Roberto Spranzi, head of DTG, a maritime transport cooperative in the industrial city of Duisburg, says that his fleet of more than 100 ships is being forced to limit cargo to prevent any of them from running aground due to lack of water.

“We have to use three or four ships, when in normal times we would only need one” to transport the same cargo, he explains to AFP.

According to specialists, the interruption could subtract half a percentage point from the growth of the Gross Domestic Product of Europe’s largest economy this year.

The situation on the Rhine worsened on Wednesday as the engine failure of a boat closed part of the waterway, German authorities said.
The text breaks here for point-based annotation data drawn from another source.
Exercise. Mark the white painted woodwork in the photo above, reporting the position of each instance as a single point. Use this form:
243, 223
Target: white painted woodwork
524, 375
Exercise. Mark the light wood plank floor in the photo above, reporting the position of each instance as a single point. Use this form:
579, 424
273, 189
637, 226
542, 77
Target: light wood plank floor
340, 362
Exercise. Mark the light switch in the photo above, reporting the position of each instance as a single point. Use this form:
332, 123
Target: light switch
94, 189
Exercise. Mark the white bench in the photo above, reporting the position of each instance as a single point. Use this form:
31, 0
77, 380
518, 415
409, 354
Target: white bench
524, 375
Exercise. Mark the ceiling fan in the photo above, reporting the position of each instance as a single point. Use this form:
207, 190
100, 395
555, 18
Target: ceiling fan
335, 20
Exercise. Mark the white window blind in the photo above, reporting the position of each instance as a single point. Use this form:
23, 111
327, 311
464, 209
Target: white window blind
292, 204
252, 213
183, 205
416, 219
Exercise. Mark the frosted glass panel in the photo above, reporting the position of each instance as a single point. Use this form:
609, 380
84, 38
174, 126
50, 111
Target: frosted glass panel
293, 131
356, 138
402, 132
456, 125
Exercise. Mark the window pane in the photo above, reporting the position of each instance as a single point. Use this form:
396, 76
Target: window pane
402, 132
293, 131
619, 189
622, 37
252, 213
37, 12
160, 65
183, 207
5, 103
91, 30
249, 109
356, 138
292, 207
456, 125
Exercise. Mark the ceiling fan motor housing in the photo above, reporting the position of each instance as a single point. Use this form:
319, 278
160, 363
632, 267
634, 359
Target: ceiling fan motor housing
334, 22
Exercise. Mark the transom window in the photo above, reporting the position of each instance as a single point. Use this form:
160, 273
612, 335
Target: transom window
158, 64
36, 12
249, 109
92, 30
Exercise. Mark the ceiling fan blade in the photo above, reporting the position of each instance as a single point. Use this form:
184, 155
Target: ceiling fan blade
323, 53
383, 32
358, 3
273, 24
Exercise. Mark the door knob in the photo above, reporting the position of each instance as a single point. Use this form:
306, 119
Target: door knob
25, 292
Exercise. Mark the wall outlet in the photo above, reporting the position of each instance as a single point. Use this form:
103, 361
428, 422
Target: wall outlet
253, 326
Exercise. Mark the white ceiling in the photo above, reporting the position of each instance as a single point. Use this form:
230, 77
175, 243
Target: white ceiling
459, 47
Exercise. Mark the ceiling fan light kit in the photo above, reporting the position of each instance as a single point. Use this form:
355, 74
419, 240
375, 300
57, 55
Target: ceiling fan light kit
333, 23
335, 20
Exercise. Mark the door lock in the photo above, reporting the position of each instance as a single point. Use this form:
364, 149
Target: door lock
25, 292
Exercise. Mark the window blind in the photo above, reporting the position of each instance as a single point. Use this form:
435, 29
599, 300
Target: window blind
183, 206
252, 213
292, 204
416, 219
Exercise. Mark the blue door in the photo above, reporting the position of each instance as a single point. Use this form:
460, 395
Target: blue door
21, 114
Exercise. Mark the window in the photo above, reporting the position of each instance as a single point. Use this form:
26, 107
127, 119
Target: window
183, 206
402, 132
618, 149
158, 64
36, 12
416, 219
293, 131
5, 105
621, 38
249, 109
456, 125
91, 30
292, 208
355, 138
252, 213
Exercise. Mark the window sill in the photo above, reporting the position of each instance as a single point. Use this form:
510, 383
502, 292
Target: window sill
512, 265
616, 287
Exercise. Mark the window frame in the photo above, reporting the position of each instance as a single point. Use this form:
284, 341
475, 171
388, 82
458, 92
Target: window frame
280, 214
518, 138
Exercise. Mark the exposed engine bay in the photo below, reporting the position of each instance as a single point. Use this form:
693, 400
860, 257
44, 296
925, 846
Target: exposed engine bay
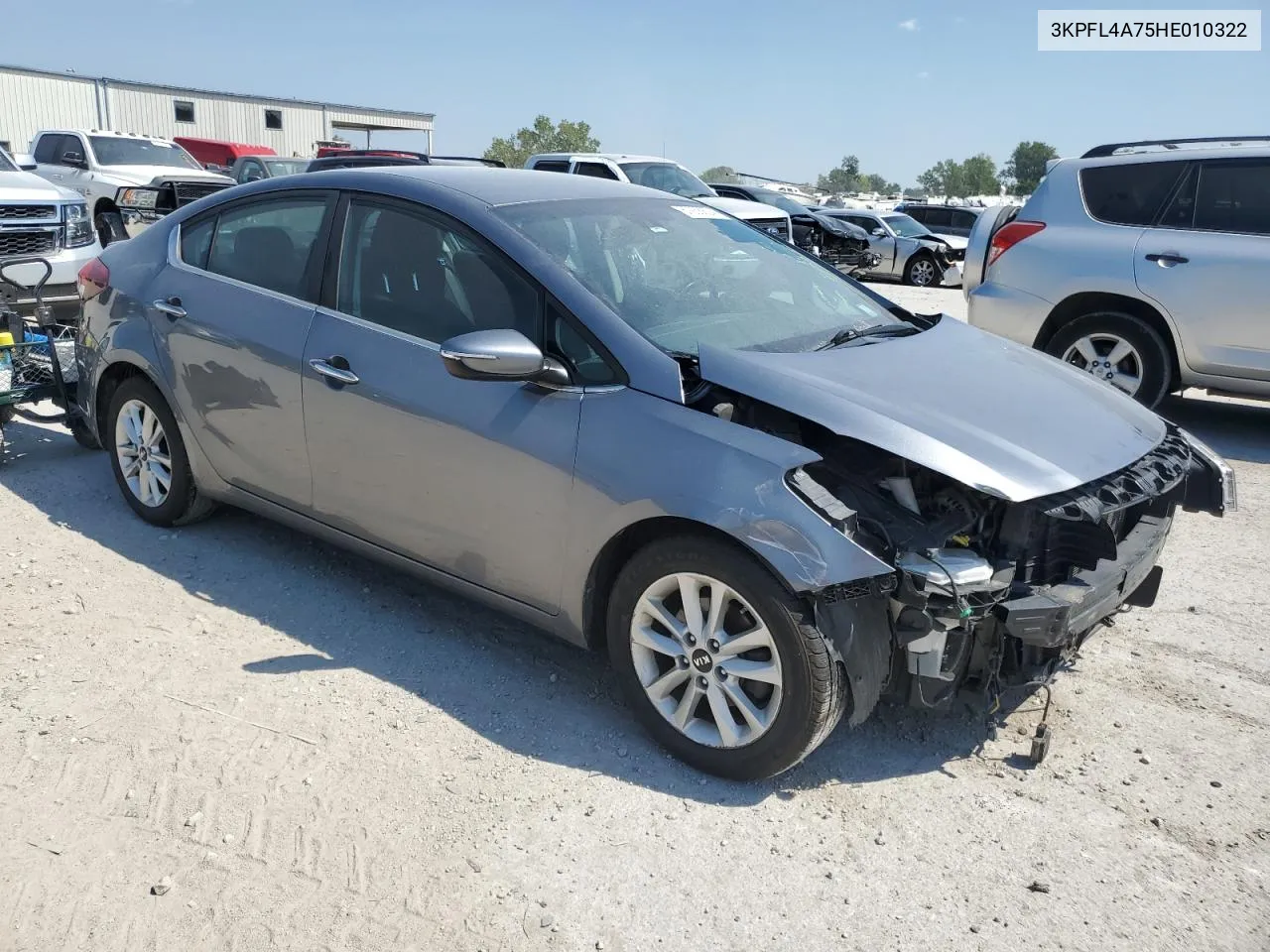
985, 593
835, 241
This caused more than twenty boats to be stuck along the river.

Authorities stressed that Wednesday’s traffic jam was not due to the drop in water levels, which have reached record lows in some places due to lack of rain.
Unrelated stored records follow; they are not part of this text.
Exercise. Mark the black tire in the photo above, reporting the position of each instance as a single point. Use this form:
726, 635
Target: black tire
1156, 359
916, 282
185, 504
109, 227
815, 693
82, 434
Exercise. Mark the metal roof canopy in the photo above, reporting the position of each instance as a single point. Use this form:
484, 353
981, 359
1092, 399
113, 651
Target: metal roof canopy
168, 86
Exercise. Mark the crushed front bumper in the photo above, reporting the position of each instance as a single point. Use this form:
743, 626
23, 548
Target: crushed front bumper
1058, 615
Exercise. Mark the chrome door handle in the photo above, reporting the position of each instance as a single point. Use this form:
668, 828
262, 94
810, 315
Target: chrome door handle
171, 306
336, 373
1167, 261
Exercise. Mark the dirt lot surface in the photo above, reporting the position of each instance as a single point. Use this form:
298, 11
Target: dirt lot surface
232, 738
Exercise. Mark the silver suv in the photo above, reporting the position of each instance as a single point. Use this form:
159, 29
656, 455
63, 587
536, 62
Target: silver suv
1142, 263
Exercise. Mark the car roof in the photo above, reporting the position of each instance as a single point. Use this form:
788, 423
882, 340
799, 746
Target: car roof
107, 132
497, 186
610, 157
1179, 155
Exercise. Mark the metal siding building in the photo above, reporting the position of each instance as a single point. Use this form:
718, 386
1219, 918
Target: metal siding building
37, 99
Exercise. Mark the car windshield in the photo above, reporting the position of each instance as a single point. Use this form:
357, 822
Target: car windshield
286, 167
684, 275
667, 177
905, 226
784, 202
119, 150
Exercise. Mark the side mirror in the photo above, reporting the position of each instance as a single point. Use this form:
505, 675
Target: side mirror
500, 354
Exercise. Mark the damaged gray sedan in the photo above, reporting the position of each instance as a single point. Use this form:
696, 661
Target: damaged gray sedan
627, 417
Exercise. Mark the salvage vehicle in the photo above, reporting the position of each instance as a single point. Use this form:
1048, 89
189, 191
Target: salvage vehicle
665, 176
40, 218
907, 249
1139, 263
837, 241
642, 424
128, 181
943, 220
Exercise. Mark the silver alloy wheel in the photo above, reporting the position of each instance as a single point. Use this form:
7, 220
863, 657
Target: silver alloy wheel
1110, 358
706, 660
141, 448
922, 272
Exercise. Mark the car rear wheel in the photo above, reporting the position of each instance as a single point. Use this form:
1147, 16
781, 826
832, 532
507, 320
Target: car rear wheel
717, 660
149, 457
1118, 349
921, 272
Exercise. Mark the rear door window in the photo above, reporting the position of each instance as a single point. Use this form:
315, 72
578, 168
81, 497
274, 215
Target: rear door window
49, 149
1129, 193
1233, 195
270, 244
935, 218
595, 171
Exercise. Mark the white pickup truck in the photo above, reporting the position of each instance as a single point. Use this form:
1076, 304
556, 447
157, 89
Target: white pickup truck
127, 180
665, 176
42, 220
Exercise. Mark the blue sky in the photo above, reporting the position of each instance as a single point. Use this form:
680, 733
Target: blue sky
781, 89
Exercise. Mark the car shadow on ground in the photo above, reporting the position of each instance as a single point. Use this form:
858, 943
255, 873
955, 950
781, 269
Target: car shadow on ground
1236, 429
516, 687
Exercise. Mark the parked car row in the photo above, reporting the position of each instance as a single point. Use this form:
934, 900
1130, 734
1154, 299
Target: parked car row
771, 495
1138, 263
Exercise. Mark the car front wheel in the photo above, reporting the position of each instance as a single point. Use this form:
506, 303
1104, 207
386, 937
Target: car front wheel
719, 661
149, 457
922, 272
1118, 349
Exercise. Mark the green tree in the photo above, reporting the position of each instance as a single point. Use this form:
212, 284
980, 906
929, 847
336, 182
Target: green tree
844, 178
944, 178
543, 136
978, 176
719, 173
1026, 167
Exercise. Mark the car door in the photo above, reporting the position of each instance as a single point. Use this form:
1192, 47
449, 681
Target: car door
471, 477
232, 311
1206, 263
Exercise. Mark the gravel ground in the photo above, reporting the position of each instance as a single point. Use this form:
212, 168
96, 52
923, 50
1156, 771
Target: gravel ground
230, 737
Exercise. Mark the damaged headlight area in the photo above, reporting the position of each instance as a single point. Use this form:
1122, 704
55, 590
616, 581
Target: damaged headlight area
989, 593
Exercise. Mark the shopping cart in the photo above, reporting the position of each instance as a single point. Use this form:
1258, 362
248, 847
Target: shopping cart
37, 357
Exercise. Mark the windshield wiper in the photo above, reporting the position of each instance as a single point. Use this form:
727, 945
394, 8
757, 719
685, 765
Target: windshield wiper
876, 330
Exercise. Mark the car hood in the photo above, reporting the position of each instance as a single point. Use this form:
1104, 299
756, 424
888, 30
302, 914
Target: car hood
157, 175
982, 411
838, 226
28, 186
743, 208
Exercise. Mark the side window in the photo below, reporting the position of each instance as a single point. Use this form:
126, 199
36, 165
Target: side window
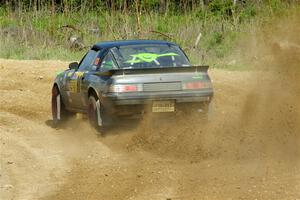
87, 61
108, 63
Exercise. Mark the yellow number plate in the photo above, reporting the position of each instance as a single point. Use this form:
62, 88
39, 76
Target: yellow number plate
163, 106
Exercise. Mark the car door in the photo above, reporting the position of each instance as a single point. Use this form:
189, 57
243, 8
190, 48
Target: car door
89, 77
74, 79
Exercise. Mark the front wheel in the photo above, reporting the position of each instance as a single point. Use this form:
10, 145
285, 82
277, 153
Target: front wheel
59, 112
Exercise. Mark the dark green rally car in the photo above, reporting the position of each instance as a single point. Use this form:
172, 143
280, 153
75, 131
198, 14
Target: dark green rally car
127, 78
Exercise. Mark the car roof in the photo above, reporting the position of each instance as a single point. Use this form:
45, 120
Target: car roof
117, 43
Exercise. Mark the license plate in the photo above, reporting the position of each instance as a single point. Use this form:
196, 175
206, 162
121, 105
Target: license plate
163, 106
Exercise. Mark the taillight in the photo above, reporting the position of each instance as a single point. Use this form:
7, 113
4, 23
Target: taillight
195, 85
125, 88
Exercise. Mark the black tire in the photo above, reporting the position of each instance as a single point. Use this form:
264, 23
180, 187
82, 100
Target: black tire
96, 114
59, 112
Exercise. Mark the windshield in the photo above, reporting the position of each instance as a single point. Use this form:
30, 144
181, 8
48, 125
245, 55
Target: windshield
150, 56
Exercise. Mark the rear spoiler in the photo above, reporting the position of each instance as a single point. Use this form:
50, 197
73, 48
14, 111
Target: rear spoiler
125, 71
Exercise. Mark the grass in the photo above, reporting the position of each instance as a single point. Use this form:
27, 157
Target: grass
39, 35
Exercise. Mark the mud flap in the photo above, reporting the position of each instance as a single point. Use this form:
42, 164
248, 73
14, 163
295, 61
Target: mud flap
99, 119
58, 107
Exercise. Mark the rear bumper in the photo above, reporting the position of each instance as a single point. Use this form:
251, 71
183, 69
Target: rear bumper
147, 98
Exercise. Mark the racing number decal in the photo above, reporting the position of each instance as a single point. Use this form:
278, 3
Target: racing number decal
75, 84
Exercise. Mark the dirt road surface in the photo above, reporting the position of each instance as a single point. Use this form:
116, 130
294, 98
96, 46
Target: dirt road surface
250, 149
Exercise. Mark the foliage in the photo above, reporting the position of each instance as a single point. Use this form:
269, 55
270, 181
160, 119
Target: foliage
42, 29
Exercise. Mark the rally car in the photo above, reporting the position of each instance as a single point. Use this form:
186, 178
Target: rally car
126, 78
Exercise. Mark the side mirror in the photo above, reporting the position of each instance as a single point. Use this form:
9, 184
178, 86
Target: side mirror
73, 65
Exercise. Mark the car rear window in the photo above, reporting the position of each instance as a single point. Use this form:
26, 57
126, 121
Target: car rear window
150, 56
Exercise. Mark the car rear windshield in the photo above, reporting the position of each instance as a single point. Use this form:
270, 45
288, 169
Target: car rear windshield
150, 56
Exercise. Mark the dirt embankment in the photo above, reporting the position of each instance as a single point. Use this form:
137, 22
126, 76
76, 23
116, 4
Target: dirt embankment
250, 149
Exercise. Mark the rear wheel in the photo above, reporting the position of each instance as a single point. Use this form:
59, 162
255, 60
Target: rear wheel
59, 112
96, 114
Another factor in the energy crisis

The river has grown in importance in recent months as Germany has decided to go coal to reduce its dependence on Russian gas.

The problem is that many of the large power plants are located precisely in the surroundings of the Rhine, a fundamental river for its supply.

Large German companies have warned that possible serious disturbances in river traffic will weigh on an economy affected for months by difficulties in the supply chain.

The energy group Uniper thus declared that the low level of the Rhine could translate in September into “irregular operation” of two of its coal-fired power plants. EnBW, another group operating in the Baden-Württemberg region of southwestern Germany, has warned that coal deliveries could be limited.

“The low level of the waters of the Rhine means that the transport of large loads of oil products, diesel or fuel cannot be ensured normally,” summarizes Alexander von Gersdorff, spokesman for the German professional association of energy and energy industrialists. fuels.

The Loire river also suffers

France’s Loire River, famous for the hundreds of castles that adorn its banks, is a shallow waterway at the best of times, but this year even its flat-bottomed tourist barges can barely navigate a drought-reduced water flow. record.

Even some 100 kilometers from the mouth of the Loire in the Atlantic Ocean, sandbanks stretch as far as the eye can see, large islands connect to the shore and in some places people can practically walk from one side of the river to the other. .

France’s Loire River, famous for the hundreds of castles that adorn its banks, is a shallow waterway at the best of times, but this year even its flat-bottomed tourist barges can barely navigate a drought-reduced water flow. record.

Even some 100 kilometers from the mouth of the Loire in the Atlantic Ocean, sandbanks stretch as far as the eye can see, large islands connect to the shore and in some places people can practically walk from one side of the river to the other. .

The Loire Valley – a UNESCO world heritage site famous for its majestic castles such as Chambord, Chenonceau and Azay-le-Rideau – has suffered from historically low water levels before, but this year’s drought should be a wake-up call, According to Eric Sauquet.

“The tributaries of the Loire are completely dry. It is something unprecedented,” said Sauquet, head of hydrology at the National Institute for Agriculture, Food and Environment (INRAE). “We have to worry about the Loire.”

For fish, low water levels are disastrous. Shallow waters lose oxygen as they warm, making them easy prey for herons and other predators.

“Fish need water to live, fresh water. When water levels drop that low, their environment shrinks and they get trapped in puddles,” Sauquet said.

The flow of the river is about 40 cubic meters per second, less than a twentieth of the average annual levels. It would be even lower if the authorities did not release the water from the Naussac and Villerest dams, built in the 1980s in part to guarantee the supply of cooling water to four nuclear power plants built along the river.

The four plants, located in Belleville, Chinon, Dampierre and Saint-Laurent, have a combined capacity of 11.6 gigawatts, representing almost a fifth of French electricity production.

Given that several EDF plants are already out of service for technical reasons and others are operating at reduced capacity due to low river water levels, the closure of one or more Loire plants could push up electricity prices throughout Europe.